Multi-modal interactive image management system comprising a.

As a multimodal interactive image management method,

(a) receiving an image from the user terminal;

(b) the image recognition module distinguishing objects included in the image and generating image classification information by using subject classification of a plurality of images stored in an image classification training model DB;

(c) generating, by the tagnet management module, tag candidate recommendation information including a plurality of tag examples corresponding to the image classification information;

(d) generating, by the natural language conversation module, query information based on the tag candidate recommendation information extracted in step (c), and providing the query information to the user terminal through a multi-modal interface providing module;

(e) receiving, by the multimodal interface providing module, tag information desired by a user through the user terminal as one or more interface methods, and integrating the response information;

(f) receiving image related information through a multi-modal interface providing module and storing an image and a tag related to the image as an image DB;

Multi-modal interactive image management method comprising a.

The method of claim 14,

Step (e),

(e1) receiving the response information integrated with the natural language conversation module, and determining a semantic structure of the response information and a user's intention through a plurality of examples stored in a conversation model DB;

(e2) generating the query information through a plurality of conversation pairs stored in a conversation example DB and providing the query information to the user terminal through the multi-modal interface providing module;

Multi-modal interactive image management method comprising a.

The method of claim 14,

In said step (e), said at least one interface scheme comprises voice and non-voice schemes.

The method of claim 14,

And the image selection is input in the non-voice method, and the tag information corresponding to the image is input in the voice method.

The method of claim 14,

(g) an image management application interworking module, further comprising: searching for and providing an image and a tag related to the image from the image DB according to the response information.

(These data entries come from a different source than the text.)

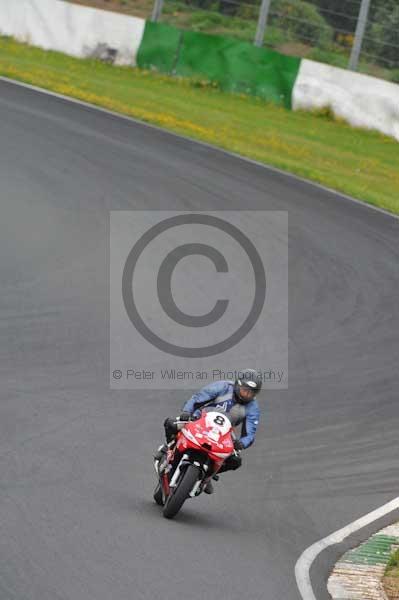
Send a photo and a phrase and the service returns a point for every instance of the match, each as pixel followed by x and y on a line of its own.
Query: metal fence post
pixel 157 10
pixel 360 29
pixel 262 21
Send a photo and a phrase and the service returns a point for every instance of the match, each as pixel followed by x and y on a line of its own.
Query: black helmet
pixel 248 379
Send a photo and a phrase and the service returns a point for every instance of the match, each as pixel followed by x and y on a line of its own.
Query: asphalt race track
pixel 77 520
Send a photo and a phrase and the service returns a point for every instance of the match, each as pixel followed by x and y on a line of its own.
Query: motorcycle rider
pixel 238 400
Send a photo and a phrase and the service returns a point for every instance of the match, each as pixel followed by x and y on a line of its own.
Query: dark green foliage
pixel 302 20
pixel 383 36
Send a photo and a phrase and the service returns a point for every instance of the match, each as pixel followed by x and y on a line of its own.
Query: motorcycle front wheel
pixel 177 498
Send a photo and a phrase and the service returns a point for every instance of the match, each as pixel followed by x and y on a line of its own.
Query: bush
pixel 302 20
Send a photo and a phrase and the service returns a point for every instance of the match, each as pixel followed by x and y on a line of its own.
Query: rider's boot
pixel 161 452
pixel 208 489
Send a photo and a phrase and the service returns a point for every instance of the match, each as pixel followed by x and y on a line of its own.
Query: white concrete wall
pixel 72 29
pixel 361 100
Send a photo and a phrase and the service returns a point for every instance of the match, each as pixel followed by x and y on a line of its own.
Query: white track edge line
pixel 302 567
pixel 201 143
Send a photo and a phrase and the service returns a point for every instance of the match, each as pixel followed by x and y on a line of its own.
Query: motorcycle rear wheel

(A) a multimodal interactive image management system uploading an image from a user terminal to a computer or a digital picture frame;

(b) an image recognition module for distinguishing objects included in the image and generating image classification information by using subject classification of a plurality of images stored in an image classification training model DB;

(c) a tagnet management module generating tag candidate recommendation information including a plurality of tag examples corresponding to the image classification information;

(d) a natural language dialogue module generating query information based on the tag candidate recommendation information extracted in step (c) and providing the query information to the user terminal through a multi-modal interface providing module;

(e) a function of receiving a tag information desired by a user through at least one interface method as response information through the user terminal and integrating the response information through the user terminal;

(f) A recording medium that can be read by a computer or digital photo frame recording a program for realizing a function of receiving image-related information through a multi-modal interface providing module and storing an image, tag and memo information related to the image as an image DB.